I spent a good hour looking at all the before and after pictures on two different labia plasty web sites. Alot of the women getting the surgery have really uneven lengths and strange shapes. I'm not like that, mine are the same both sides and shaped nice but just look really big.

I was feeling like some kind of freak before but after reading what everybody has said I feel actually more special. I kept comparing myself to my room mate, hers are so tiny and neat, I guess hers make her look smaller or tighter or something like that so I was wishing to look like her because guys say they want small tight girls. I guess I was being pretty silly about this.

Last night I had sex with our friend (just him and me) and he just kept saying over and over please don't get the surgery. He spent a long time going down on me and I loved every second of it. Then I remembered he only does that for a few seconds with my room mate.
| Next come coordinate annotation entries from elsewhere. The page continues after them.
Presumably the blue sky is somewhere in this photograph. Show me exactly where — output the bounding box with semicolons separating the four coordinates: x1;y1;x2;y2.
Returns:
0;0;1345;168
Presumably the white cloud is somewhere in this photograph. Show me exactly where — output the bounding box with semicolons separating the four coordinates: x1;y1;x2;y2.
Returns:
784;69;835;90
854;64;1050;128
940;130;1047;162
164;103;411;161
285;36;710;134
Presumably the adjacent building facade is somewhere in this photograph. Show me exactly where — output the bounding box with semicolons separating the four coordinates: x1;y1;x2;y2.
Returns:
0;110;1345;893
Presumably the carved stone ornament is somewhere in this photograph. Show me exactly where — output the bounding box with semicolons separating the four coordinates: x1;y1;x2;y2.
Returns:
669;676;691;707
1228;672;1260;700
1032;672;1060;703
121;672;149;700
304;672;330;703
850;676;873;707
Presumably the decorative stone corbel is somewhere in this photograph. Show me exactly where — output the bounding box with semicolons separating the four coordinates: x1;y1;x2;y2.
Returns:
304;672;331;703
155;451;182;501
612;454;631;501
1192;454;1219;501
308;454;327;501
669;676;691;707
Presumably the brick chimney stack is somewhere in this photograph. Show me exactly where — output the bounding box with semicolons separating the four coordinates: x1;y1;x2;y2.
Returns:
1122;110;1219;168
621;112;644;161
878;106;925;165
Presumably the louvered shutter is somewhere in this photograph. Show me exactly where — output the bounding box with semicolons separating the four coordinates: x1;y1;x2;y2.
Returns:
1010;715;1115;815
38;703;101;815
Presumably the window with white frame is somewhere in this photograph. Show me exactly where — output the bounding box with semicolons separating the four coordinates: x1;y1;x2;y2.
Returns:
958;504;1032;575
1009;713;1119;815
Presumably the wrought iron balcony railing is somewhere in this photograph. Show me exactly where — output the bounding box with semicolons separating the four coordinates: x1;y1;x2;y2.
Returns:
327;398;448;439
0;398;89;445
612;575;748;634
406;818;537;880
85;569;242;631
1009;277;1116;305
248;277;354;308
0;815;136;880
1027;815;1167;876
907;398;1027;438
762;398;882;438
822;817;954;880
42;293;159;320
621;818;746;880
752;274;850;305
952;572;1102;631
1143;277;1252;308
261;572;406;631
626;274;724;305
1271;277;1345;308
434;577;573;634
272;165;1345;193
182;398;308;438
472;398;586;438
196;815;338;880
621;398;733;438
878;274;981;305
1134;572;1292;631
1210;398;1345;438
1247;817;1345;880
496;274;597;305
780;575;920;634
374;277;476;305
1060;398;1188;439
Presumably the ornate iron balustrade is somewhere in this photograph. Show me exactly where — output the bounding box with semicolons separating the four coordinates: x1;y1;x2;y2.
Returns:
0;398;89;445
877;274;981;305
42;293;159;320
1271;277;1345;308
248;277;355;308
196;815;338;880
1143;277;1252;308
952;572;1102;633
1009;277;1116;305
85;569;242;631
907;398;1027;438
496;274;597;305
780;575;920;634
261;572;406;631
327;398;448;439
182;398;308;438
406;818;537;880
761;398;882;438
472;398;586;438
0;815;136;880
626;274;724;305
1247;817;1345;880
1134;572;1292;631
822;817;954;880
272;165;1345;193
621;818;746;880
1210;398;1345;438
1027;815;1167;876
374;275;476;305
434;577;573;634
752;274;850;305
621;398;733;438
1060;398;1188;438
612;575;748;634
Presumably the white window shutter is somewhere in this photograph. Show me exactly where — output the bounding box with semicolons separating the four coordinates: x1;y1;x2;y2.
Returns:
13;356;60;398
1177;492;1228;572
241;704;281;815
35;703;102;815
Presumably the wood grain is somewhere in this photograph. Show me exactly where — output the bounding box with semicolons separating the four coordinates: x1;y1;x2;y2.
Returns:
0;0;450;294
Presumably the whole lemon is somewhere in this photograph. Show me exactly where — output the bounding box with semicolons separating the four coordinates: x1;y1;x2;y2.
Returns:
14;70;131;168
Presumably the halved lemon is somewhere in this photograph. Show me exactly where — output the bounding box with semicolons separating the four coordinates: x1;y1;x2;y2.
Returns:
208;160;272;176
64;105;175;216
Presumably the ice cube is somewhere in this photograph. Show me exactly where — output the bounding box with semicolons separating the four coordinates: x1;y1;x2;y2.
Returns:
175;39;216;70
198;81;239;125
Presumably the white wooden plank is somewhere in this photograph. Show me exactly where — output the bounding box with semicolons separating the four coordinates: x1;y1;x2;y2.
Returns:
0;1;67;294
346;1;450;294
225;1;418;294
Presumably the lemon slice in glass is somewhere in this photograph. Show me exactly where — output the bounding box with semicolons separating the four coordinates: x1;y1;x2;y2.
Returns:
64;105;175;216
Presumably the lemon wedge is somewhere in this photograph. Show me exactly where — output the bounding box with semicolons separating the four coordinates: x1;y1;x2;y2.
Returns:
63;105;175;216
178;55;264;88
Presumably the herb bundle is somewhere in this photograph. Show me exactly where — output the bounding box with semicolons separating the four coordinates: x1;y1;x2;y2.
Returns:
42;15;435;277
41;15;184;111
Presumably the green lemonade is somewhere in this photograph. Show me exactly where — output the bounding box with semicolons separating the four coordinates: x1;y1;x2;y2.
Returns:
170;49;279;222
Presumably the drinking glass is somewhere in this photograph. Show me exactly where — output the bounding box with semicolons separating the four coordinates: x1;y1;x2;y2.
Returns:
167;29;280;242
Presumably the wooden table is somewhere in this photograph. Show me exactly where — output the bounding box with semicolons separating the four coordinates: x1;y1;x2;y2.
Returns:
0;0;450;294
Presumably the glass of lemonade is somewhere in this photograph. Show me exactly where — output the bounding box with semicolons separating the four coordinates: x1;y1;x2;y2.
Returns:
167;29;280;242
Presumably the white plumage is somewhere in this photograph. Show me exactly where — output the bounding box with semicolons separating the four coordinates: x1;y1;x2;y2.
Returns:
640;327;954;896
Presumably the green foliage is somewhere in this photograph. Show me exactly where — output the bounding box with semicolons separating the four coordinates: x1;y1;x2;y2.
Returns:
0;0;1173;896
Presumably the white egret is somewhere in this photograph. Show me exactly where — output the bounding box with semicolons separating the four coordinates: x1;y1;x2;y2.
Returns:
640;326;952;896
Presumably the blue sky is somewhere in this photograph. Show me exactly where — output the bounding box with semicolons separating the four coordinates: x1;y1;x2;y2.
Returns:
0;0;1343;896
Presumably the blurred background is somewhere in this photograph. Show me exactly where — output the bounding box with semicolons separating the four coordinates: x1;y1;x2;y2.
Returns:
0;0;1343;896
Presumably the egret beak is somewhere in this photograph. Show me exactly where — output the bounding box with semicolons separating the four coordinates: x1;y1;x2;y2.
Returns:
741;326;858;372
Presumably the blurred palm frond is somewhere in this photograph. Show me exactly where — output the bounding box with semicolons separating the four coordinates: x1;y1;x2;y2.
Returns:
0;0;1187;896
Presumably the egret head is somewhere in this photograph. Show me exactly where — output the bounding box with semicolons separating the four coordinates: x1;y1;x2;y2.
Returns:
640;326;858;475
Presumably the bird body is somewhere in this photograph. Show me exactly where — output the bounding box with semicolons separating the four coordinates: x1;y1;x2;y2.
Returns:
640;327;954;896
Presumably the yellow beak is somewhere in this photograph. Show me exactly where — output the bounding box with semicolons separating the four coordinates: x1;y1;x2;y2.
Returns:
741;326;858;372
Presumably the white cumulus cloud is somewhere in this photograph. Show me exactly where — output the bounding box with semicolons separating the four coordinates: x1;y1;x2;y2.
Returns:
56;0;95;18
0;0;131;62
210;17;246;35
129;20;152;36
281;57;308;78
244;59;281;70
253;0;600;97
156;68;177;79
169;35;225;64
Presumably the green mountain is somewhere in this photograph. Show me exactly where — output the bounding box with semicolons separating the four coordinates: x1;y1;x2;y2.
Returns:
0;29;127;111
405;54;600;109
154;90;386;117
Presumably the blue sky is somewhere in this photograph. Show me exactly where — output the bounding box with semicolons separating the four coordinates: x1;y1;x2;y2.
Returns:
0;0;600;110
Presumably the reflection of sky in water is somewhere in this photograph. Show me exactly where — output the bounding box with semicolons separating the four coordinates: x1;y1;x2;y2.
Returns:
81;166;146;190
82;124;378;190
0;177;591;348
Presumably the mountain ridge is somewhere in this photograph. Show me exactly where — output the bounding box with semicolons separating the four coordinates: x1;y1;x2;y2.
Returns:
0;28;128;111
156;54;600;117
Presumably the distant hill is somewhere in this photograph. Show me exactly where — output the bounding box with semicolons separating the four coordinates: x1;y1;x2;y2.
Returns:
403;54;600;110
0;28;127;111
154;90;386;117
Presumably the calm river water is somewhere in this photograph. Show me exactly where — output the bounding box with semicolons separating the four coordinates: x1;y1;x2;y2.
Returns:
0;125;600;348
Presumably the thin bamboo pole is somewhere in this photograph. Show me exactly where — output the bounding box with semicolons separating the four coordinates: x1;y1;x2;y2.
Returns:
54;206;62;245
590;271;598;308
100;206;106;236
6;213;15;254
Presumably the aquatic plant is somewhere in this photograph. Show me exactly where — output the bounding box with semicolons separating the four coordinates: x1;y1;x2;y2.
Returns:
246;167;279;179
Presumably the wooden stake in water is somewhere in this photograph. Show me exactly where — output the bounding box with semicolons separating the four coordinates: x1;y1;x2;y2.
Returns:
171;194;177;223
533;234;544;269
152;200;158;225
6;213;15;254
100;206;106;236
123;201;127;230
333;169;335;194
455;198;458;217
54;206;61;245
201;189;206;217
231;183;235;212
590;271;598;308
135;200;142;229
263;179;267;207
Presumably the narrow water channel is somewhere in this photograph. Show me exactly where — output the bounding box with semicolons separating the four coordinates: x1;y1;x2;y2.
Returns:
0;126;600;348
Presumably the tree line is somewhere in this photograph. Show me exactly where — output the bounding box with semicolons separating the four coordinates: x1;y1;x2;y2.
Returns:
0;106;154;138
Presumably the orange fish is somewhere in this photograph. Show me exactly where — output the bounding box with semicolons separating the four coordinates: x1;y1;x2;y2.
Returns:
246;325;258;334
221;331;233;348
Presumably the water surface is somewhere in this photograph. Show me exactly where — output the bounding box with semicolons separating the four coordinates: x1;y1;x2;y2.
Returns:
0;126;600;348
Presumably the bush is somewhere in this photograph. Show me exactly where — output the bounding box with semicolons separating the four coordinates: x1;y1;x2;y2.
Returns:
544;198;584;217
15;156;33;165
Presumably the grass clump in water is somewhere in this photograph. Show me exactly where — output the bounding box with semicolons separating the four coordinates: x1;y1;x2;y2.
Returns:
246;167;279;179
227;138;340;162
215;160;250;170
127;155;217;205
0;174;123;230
So, after all of this I have decided against having it done. I wouldn't want breast implants (I don't need them but if I did) because they're not me. I can't even let myself get a tattoo because it's too permanent. And thinking about having pieces of my body cut away just seems way too intense. I guess I should just consider myself lucky to have what I have especially hearing everyone saying how special it makes me.

Thanks everybody, this was a hard decision but I think I made the right one. After thinking this through and with all the comments from everybody or the first time I feel like my genitals are actually attractive and not freakish and that makes all the difference. I can deal with the small things like changing my underwear or getting a different suit or swim skin alot easier than getting part of my body cut away.